The XX Factor

What’s the Manliest Way To Respond to an Insult?

In another age, Kathleen Parker suggested last week, Joe Wilson’s impertinent scurrility would have prompted not a congressional reprimand but a proper duel. So it was with Wilson in mind that I delved into historian Richard Bell’s entertaining new paper on the campaign to end widespread dueling in these United States . The larger story is that of anti-duelists attempting to link dueling and suicide during a bizarre moral panic about self-annihilation in the 1790s. But Bell also writes of an attempt to co-opt ideas of manliness. Whereas Southern men thought dueling necessary to show what manly men they were in the face of threats to their enternal honor, anti-dueling activists would try to claim that it was even manlier to walk away. Dueling was “a refuge for the thin-skinned,” pathetic recourse for the “anguish of wounded pride,” proof of an effete moral constitution. “By engaging in a duel,” declared New Jersey preacher Charles Hoover, “[the duelist] virtually concedes that his character is questionable, and an appeal to arms is necessary to establish it.”
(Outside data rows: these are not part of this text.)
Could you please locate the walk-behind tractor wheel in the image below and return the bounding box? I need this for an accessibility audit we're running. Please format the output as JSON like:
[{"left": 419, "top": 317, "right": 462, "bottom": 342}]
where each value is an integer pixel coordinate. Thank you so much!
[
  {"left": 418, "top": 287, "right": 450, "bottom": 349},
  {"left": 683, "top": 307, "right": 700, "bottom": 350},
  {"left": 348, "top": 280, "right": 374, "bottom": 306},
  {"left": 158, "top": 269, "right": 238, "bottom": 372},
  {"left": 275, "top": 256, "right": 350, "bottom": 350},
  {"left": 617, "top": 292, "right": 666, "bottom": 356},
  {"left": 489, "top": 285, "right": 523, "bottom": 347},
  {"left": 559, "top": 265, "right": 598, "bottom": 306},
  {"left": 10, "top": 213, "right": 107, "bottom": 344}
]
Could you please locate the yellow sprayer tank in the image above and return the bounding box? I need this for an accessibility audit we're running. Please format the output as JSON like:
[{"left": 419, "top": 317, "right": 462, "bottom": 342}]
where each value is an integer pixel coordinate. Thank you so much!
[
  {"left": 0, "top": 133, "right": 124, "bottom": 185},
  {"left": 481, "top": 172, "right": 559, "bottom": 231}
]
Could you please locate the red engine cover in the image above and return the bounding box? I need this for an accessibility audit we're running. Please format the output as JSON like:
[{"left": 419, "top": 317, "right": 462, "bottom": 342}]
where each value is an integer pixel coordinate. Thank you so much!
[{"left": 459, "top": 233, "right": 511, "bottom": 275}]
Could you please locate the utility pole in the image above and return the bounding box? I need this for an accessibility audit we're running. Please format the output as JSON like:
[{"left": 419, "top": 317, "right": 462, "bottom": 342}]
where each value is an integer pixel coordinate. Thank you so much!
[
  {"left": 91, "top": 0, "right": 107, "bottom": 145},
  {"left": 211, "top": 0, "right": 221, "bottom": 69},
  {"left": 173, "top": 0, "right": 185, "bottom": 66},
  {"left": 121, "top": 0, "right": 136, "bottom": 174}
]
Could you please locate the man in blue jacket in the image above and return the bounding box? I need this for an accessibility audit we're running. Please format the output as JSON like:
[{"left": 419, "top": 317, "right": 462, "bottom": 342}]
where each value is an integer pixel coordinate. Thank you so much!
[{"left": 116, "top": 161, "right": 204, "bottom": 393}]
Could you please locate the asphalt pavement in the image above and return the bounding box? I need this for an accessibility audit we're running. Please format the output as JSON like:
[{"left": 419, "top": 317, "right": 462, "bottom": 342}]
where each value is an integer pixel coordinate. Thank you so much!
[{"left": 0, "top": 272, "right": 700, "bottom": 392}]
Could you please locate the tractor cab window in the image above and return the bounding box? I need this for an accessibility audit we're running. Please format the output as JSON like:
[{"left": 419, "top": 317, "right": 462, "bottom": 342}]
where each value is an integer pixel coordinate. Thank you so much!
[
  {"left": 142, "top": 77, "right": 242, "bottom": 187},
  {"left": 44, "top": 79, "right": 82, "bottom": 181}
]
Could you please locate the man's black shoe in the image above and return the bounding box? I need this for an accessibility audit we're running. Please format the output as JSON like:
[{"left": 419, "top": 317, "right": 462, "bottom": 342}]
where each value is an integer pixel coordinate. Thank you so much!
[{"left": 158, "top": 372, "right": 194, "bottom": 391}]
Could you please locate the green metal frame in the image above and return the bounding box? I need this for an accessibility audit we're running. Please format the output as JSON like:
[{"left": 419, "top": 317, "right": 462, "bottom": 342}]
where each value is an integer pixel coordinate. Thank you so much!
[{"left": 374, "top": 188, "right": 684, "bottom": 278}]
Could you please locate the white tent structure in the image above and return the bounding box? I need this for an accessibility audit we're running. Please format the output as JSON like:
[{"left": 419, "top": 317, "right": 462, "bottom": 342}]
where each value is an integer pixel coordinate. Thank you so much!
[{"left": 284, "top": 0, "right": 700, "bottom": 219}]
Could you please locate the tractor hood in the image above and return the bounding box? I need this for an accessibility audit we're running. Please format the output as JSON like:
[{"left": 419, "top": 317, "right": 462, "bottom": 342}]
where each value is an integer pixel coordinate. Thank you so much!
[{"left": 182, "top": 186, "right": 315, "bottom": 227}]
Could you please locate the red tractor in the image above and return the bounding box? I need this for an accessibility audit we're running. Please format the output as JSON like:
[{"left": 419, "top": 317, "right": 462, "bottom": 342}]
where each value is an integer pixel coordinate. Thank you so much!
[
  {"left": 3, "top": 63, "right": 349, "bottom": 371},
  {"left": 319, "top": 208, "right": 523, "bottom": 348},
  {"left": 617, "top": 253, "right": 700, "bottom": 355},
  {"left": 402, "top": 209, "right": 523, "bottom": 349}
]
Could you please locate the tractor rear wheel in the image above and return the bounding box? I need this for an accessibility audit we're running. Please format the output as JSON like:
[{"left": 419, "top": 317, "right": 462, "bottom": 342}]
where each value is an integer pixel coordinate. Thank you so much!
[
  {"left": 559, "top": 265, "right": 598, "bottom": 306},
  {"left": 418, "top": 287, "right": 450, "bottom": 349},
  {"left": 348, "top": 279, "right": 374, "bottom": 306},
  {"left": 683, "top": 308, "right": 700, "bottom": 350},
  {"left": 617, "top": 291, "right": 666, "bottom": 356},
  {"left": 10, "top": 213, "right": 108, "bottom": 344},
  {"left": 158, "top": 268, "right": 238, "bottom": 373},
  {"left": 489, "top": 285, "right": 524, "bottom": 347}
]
In other words, if you’re so confident in your manhood, what do you need that big pistol for? Hard to say whether this worked, but dueling does seem to have fallen out of favor. And we’re still using Hoover’s preferred rhetorical strategy. Are you so insecure in your sexual orientation, boys? Hoover sounds like no one so much as a modern liberal telling some homophobic frat boys how pathetic they are.